İnsanlar tanıdım, çocuk sahibi olmak için kafasında
oluşturduğu mükemmel zamanın gelmesini bekleyen, insanlar tanıdım mutlu olmak
için hayalini kurduğu mükemmel an’ın olmasını bekleyen… Öğrendim ki mutlu olmak
için içinde bulunduğun koşulların ne olduğu çok da önemli değilmiş. Öğrendim ki
mutlu olmak, huzur sahibi olmak koşula bağlı değilmiş… Elbette ki kastettiğim büyük
acıları, kayıpları yaşadığımız dönemlerde mahallenin delisi gibi gülmek değil.
Hepimiz düşeriz, hepimizin canı acır. Ama ya kalkarız, yolumuza devam ederiz ya
da yattığımız yerde kalıp kendimize acırız. Tercih bizim. Bir Çin atasözünü
paylaşmak isterim: “Karakuşların başımızın üzerinden geçmesini engelleyemeyiz
ancak onların başımıza yuva yapmasını engelleyebiliriz.” der Çinli bilgeler.

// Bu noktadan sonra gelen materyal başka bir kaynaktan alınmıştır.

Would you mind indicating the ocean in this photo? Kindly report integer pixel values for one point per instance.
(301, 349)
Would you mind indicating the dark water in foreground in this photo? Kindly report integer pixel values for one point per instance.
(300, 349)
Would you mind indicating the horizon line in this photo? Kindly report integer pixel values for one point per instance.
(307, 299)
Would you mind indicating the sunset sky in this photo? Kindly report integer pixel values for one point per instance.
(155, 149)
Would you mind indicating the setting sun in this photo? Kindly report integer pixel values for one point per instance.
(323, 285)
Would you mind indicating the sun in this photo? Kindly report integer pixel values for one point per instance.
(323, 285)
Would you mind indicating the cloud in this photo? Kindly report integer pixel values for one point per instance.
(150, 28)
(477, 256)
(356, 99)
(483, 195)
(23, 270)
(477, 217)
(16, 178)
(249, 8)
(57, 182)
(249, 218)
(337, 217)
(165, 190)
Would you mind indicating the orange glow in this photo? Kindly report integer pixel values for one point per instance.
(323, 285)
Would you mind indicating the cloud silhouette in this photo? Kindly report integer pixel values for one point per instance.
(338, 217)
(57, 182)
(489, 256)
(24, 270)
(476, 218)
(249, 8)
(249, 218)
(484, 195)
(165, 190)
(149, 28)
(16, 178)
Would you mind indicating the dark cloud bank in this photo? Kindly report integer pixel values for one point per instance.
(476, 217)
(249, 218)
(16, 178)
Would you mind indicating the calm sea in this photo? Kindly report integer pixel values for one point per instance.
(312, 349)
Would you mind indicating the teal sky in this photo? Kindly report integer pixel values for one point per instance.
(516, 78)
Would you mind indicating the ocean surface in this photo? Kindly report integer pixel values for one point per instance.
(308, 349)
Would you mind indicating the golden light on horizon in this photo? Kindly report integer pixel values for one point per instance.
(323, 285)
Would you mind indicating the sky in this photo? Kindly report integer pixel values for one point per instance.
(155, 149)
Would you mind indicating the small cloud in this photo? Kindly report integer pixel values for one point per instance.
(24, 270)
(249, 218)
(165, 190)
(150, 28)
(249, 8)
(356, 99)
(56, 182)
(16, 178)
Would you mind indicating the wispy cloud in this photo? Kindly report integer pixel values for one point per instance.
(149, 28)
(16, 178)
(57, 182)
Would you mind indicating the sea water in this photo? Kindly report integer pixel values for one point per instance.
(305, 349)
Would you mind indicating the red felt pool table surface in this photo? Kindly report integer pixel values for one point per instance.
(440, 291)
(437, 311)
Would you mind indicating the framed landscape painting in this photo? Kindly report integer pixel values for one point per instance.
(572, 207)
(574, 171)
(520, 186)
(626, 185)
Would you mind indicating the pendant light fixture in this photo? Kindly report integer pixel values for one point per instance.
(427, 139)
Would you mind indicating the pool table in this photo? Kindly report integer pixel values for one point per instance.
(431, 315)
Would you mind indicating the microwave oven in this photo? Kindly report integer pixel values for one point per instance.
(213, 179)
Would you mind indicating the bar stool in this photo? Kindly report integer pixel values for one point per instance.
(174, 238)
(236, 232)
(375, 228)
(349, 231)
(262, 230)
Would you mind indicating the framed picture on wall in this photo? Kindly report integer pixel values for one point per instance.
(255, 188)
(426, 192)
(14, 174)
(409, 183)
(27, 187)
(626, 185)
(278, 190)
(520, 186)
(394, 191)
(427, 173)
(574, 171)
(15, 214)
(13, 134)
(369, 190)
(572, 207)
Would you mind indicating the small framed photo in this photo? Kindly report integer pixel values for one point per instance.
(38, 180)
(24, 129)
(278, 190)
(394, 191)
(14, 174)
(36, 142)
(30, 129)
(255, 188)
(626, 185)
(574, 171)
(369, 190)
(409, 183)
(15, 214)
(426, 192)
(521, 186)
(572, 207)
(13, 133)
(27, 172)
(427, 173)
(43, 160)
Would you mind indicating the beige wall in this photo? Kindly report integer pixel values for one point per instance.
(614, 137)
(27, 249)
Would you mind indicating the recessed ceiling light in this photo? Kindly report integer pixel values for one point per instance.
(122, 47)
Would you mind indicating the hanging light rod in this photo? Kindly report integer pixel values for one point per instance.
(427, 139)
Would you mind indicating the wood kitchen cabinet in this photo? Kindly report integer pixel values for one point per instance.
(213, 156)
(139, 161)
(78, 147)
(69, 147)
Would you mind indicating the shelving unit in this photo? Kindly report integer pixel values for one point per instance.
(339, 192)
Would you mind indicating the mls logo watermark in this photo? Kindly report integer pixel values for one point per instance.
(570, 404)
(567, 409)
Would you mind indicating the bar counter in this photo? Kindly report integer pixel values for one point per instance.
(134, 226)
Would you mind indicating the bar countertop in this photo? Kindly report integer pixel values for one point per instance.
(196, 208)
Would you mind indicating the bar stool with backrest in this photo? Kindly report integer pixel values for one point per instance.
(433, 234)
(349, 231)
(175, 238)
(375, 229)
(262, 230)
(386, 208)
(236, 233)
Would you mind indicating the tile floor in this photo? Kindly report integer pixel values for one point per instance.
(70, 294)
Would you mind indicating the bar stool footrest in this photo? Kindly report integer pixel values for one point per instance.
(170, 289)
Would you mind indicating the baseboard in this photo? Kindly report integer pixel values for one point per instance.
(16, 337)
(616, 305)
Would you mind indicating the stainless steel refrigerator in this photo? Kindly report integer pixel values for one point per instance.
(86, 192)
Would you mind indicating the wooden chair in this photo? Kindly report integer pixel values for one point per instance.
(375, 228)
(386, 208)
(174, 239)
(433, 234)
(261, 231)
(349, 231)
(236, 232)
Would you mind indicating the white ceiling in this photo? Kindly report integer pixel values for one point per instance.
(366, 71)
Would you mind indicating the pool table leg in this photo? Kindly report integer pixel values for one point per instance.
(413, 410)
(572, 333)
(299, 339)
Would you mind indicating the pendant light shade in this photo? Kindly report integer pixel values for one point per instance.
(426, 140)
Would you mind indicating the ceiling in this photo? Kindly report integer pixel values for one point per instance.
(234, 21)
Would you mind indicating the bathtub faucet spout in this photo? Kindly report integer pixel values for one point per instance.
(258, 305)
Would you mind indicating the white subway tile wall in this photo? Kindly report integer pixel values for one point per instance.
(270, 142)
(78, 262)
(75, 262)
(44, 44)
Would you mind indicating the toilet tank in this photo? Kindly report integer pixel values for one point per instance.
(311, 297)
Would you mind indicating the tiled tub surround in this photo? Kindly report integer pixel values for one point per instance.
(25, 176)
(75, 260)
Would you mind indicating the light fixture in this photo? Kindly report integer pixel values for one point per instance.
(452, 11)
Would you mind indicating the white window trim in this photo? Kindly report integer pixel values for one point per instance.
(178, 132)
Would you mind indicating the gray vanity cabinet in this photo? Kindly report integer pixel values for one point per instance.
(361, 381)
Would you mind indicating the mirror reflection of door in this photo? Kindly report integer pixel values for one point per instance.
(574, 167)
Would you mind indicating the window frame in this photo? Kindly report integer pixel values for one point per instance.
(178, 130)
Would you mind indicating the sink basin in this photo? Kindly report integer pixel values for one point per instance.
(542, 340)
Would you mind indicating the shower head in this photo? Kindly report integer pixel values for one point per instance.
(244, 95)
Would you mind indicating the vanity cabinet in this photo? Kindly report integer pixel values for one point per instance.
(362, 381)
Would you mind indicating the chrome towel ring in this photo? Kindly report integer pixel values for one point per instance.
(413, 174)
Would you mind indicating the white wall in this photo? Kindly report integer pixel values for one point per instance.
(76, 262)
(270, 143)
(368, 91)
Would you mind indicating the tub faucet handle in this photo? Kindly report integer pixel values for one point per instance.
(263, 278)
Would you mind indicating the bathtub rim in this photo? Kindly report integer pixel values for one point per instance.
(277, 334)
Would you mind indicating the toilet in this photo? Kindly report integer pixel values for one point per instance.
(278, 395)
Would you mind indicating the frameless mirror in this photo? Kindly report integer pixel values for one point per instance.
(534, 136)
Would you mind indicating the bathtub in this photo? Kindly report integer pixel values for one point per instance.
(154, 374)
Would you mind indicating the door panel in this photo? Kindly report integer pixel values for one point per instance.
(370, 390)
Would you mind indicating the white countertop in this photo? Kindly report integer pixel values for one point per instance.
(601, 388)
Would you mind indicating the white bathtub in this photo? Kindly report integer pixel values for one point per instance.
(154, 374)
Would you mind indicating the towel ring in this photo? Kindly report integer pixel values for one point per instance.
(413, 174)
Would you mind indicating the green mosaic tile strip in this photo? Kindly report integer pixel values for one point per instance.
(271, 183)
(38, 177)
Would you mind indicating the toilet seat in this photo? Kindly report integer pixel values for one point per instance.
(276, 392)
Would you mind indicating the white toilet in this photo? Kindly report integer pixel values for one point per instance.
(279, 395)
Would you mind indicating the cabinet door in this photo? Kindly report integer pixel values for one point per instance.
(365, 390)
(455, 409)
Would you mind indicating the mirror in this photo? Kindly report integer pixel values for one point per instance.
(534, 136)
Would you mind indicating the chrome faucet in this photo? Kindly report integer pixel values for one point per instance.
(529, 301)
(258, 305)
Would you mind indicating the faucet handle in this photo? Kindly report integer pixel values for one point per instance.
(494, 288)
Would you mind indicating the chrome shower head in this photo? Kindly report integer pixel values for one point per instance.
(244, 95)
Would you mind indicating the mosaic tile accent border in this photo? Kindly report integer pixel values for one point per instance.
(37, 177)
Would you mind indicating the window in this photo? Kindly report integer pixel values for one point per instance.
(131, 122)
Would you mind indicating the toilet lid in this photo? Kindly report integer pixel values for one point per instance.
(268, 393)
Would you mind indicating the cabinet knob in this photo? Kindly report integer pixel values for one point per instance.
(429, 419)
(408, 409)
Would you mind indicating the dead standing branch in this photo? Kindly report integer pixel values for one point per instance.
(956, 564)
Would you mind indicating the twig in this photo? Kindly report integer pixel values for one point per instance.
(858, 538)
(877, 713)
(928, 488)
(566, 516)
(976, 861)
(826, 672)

İnsanlar tanıdım, “Bizden geçti” diyen, insanlar tanıdım “Artık
yapamam” deyip koşullarına teslim olan. “Tamam arkadaşım, sen belki şimdi Usain
Bolt gibi koşamazsın, hatta koşamazsın bile belki, iyi de kendin gibi de mi
yürüyemezsin?” dedim onlara.
Spor yapmanın bir yaşı mı var ya da âşık olmanın? Resim
yapmanın bir yaşı mı var ya da bir müzik aleti çalmayı öğrenmenin? Dil öğrenmenin
bir yaşı mı var, ya da üniversitede okumanın? “Elbette var!” diyenlere sorarım:
“Nerede yazıyor?” ya da şöyle sorayım: “Belli bir yaşa geldiği halde bunları
yapmış, başarmış olanlar yok mu?” Başkası yapabiliyorsa ben de yaparım, sen de
yaparsın, herkes yapabilir. Yaş, bir şeyleri yapmanın önünde engel değil, içimizdeki
ataletin bahanesidir ancak.
Bizler lise çağındayken mezuniyet ve diploma törenleri
yapılmazdı. Hele de kep ve cübbe giymek sadece kolej öğrencilerine mahsus bir
ayrıcalıktı o devirde. Üniversitede de böyle bir gelenek yoktu. Zaten 1981’de
üniversiteden mezun olan bir genç olarak 12 Eylül’ün ağır baskısıyla bunalan
ülkemde bir gencin böyle bir talebinin olması da mümkün değildi. Üniversite
mezuniyetinin bir tören halinde gerçekleşmesi Amerikan filmlerinde gördüğümüz
bir şeydi. Bizler çıkış belgelerimizi
sanki bir ayıpmış gibi gizli saklı aldık. Birçok kişi içerideyken, diğer
birçoğundan haber bile alınamazken bizlerin mezun olması bile vicdanımızı
yaralıyordu üstelik.
Sonraları kep giyme törenleri anaokullarına kadar indi.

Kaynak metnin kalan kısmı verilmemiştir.